Perplexity is not a coding IDE in the same sense, but it matters as a research and answer layer. Perplexity's docs position its APIs around real-time, web-wide research and Q&A; the Agent API provides third-party models with web search tools and presets, while the Search API returns ranked web results (Perplexity Docs). In an agent stack, that makes Perplexity a candidate for "what should this agent know before it acts?"

My current working map:

  • Use Codex when the target artifact is a repo change, PR, local app, deployment flow, or repeatable engineering workflow.
  • Use Claude Code when terminal-native control, MCP, skills, hooks, and interactive command-line work are the main surface.
  • Use Genspark when the output is mixed-media business work: decks, docs, sheets, dashboards, outreach, and maybe lightweight operations.
  • Use Manus when the work should run in a sandboxed virtual computer and deliver a broad finished artifact.
  • Watch Antigravity when you want multi-agent IDE orchestration and verifiable visual artifacts, but test safety boundaries before trusting it with important files.
  • Watch DeepSeek, Qwen, GLM, and MiniMax because open-weight competition will lower cost and make private/self-hosted agent stacks more realistic.

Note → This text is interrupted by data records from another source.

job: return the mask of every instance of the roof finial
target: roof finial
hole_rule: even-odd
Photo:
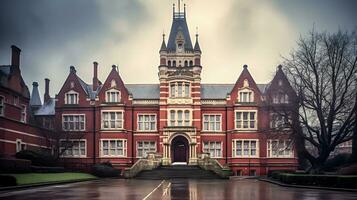
[[[196,40],[198,40],[198,26],[196,26]]]

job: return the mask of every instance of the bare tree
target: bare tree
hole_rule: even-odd
[[[300,37],[284,58],[285,73],[296,91],[298,112],[292,128],[298,156],[312,172],[321,171],[337,145],[351,140],[356,126],[357,36],[355,32]],[[308,151],[305,144],[316,149]]]

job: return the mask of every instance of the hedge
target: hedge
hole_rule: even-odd
[[[97,177],[119,177],[120,170],[113,168],[110,163],[101,163],[93,165],[92,174]]]
[[[31,161],[14,158],[0,158],[0,172],[31,172]]]
[[[279,173],[275,174],[275,179],[295,185],[357,189],[357,176]]]

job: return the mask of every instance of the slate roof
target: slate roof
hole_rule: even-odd
[[[159,99],[159,84],[125,84],[134,99]]]
[[[259,90],[264,93],[268,84],[257,84]],[[125,87],[134,99],[159,99],[159,84],[126,84]],[[232,91],[234,84],[201,84],[201,99],[226,99]]]
[[[186,17],[174,17],[171,26],[171,32],[169,36],[169,41],[167,42],[167,50],[176,51],[176,36],[182,32],[185,39],[185,50],[192,51],[192,42],[190,37],[190,32],[188,31]]]
[[[38,110],[34,112],[36,116],[55,115],[56,99],[50,98]]]
[[[88,95],[88,97],[90,99],[95,99],[95,97],[97,96],[101,85],[97,88],[96,91],[93,90],[93,86],[87,84],[86,82],[84,82],[79,76],[77,76],[79,83],[81,84],[82,88],[84,89],[84,91],[86,92],[86,94]]]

The LFWT lens is not "which tool is smartest?" It is "which tool gives me more life back with the least hidden complexity?" Less is more here too. The best agent is the one that turns a fuzzy intention into a visible artifact, cites what it used, asks for help at the right risk level, and leaves the human more free rather than more tangled.

Sources checked on 2026-07-09. Agent products change quickly; verify official docs before adopting one for serious work.